Investment Thesis
I believe CVS Health Corporation (NYSE:CVS) stock is a buy. The company’s strong positioning in the healthcare sector, bolstered by various industry tailwinds such as increasing prescriptions and an aging population, makes it a compelling investment for long-term growth. CVS’s significant market share and near-duopoly with Walgreens further enhance its competitive advantage. Additionally, its focus on cost leadership allows for better supplier negotiations and customer value. Conservative financial projections indicate a promising CAGR of 19% over the next five years. While there is a risk of a dividend cut or a pause in the share buyback program due to potential economic downturns, the company’s overall strengths make it a robust investment option in my view.
Company Overview
CVS Health Corporation is a diversified health services company based in the United States. The company operates in the U.S. healthcare sector with three key business segments: Retail/LTC, Pharmacy Services, and Health Care Benefits. Retail/LTC primarily involves CVS Pharmacy, where the company sells prescription drugs and general merchandise. Pharmacy Services focuses on pharmacy benefit management, offering services like plan design. Health Care Benefits provides various insurance products and services.

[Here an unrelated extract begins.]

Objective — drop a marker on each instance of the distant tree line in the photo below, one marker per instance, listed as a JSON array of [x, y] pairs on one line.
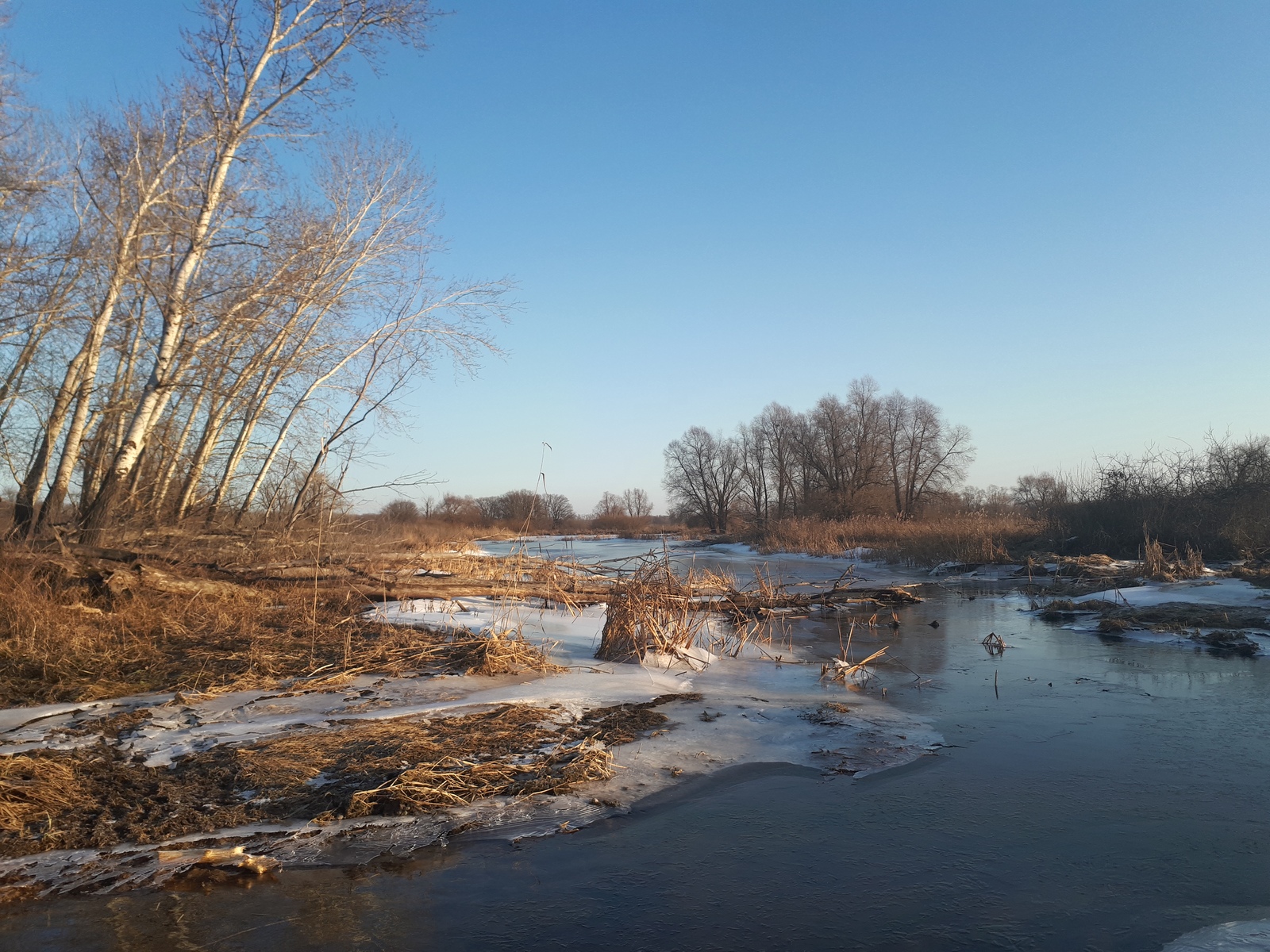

In my opinion, CVS faces stiff competition from multiple angles. Traditional retail pharmacies like Walgreens are direct competitors, but CVS also contends with online pharmacies and big-box retailers like Walmart (WBA) that offer pharmacy services. The company is also up against healthcare providers and insurers. CVS aims to differentiate itself by evolving into an integrated healthcare provider, striving to offer a comprehensive range of services to its customers.
CVS’s Favorable Industry Tailwinds
In my view, CVS Health Corporation stands to benefit from several industry tailwinds that are likely to drive its slow and steady growth. A key indicator supporting this outlook is the rise in prescriptions dispensed in the U.S., which increased from 5,821 million in 2016 to 6,707 million in 2022, reflecting an annual growth rate of about 2.3%. Additionally, pharmacy and drug store sales have shown a robust increase, growing from $78 billion in 1992 to $325 billion in 2021, with an annual growth rate of approximately 4.2%.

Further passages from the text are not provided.